In the minute that I have, I will add a few comments to the ones you've already heard about chapter 12, and about chapter 19, the labour chapter of the TPP.
On chapter 12, just to reinforce the points you have already heard from a previous speaker, the title of the chapter, “Temporary Entry for Business Persons”, is a misnomer, to be charitable about it, because the people covered by the chapter are any nationals of any country with respect to which we have a reciprocal agreement under this chapter. It's open-ended in terms of the character of the people who may enter Canada under the rules of this chapter.
“Temporary” is also an interesting way to describe their entry into Canada, because depending on which category they fall into, they may be entitled to come here for three years, and that may period may be extended. They may be entitled to bring their spouses with them. Their spouses need have no particular qualification whatsoever to work in Canada, but they are entitled to look for work here and to work here while their partners are here.

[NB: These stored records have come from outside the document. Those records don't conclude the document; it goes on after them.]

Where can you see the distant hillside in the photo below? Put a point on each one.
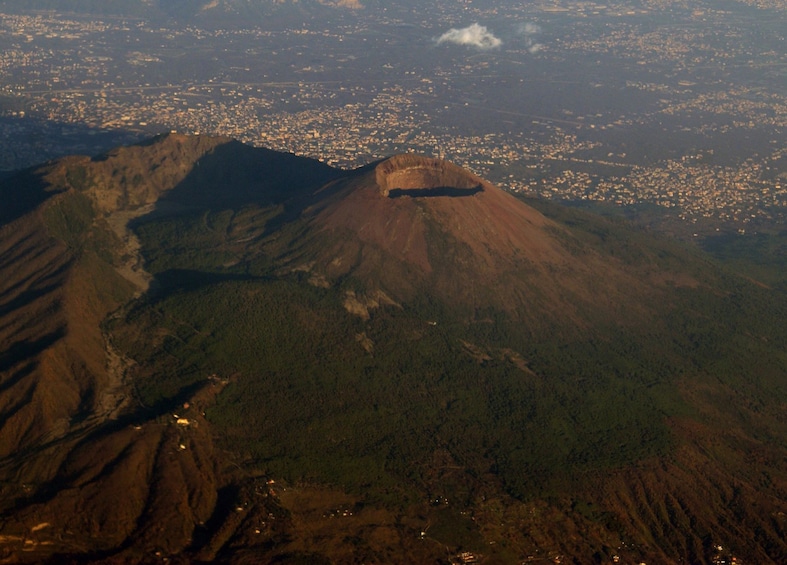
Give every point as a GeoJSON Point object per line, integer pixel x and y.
{"type": "Point", "coordinates": [216, 352]}
{"type": "Point", "coordinates": [229, 11]}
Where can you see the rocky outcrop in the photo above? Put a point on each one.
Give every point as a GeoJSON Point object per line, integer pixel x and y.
{"type": "Point", "coordinates": [414, 175]}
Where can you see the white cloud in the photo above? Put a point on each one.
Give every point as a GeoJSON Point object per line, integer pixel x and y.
{"type": "Point", "coordinates": [474, 35]}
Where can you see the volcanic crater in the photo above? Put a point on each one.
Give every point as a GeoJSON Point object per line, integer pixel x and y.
{"type": "Point", "coordinates": [417, 176]}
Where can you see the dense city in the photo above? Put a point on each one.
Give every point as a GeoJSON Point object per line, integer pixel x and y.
{"type": "Point", "coordinates": [680, 107]}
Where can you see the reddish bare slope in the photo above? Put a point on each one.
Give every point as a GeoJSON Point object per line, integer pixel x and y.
{"type": "Point", "coordinates": [413, 225]}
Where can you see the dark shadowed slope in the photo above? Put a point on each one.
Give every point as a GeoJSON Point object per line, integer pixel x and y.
{"type": "Point", "coordinates": [216, 352]}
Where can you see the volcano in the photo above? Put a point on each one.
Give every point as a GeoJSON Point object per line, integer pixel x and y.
{"type": "Point", "coordinates": [213, 352]}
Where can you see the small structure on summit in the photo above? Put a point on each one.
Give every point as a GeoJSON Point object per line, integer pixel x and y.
{"type": "Point", "coordinates": [417, 176]}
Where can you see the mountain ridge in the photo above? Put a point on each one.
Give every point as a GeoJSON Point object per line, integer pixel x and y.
{"type": "Point", "coordinates": [323, 368]}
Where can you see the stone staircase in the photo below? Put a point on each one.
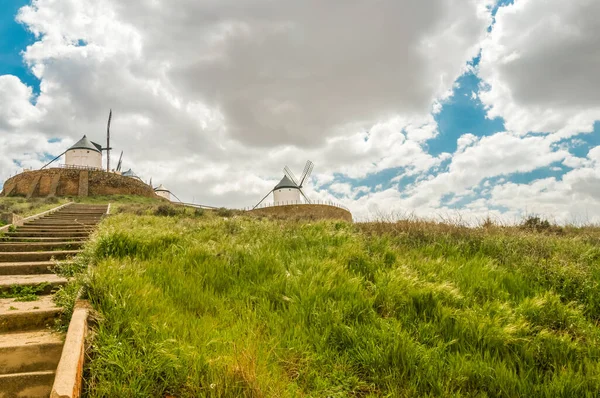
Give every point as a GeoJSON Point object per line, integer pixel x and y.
{"type": "Point", "coordinates": [29, 349]}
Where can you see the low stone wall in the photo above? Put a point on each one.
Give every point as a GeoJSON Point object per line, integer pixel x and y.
{"type": "Point", "coordinates": [67, 182]}
{"type": "Point", "coordinates": [304, 212]}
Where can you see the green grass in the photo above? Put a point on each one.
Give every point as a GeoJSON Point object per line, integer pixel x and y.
{"type": "Point", "coordinates": [198, 305]}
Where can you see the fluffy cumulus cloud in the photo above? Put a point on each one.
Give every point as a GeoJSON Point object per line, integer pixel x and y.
{"type": "Point", "coordinates": [540, 64]}
{"type": "Point", "coordinates": [212, 98]}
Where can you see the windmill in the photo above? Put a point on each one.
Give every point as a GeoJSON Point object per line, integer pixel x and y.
{"type": "Point", "coordinates": [289, 189]}
{"type": "Point", "coordinates": [120, 162]}
{"type": "Point", "coordinates": [108, 148]}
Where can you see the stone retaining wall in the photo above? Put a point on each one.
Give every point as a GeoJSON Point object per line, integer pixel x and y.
{"type": "Point", "coordinates": [65, 182]}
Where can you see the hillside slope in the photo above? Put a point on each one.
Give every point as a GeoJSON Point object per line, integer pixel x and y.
{"type": "Point", "coordinates": [200, 305]}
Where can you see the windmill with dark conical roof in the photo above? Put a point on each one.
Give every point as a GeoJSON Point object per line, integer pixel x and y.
{"type": "Point", "coordinates": [84, 153]}
{"type": "Point", "coordinates": [289, 189]}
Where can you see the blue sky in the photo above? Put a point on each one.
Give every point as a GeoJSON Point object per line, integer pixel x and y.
{"type": "Point", "coordinates": [15, 38]}
{"type": "Point", "coordinates": [509, 160]}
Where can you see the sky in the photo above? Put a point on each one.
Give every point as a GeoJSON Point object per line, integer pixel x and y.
{"type": "Point", "coordinates": [462, 109]}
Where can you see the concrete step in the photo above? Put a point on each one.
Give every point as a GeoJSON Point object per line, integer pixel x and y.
{"type": "Point", "coordinates": [8, 239]}
{"type": "Point", "coordinates": [58, 223]}
{"type": "Point", "coordinates": [80, 211]}
{"type": "Point", "coordinates": [57, 234]}
{"type": "Point", "coordinates": [54, 227]}
{"type": "Point", "coordinates": [27, 315]}
{"type": "Point", "coordinates": [29, 384]}
{"type": "Point", "coordinates": [29, 268]}
{"type": "Point", "coordinates": [30, 351]}
{"type": "Point", "coordinates": [12, 257]}
{"type": "Point", "coordinates": [38, 246]}
{"type": "Point", "coordinates": [49, 282]}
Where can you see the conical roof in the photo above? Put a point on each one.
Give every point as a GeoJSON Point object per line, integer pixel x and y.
{"type": "Point", "coordinates": [84, 143]}
{"type": "Point", "coordinates": [286, 183]}
{"type": "Point", "coordinates": [129, 173]}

The essential features of the chapter remove Canada's ability to regulate the number of foreign workers who enter the country, because Canada is no longer entitled to apply its labour market impact assessment process. That's a fundamental erosion of our regulatory capacity to control labour markets. It removes labour certification tests as a precondition to gaining entry to the country and receiving a permit to work here. Those are fundamentally problematic features of a regime that will now require Canadian workers, regardless of whether they're employed or not, to compete with foreign workers for jobs in this country.
The other chapter of the agreement that I want to briefly comment on is chapter 19, which deals with labour rights. At first look or at first blush, it looks like a progressive initiative to begin to build into an international trade agreement some protection for core labour standards. Under the agreement, the countries are obliged to put in place statutes and regulations that give effect to certain core labour standards as set out under the ILO declaration. These concern the right to organize, to bargain collectively, rules about child labour, rules about slave labour. That's all to the good.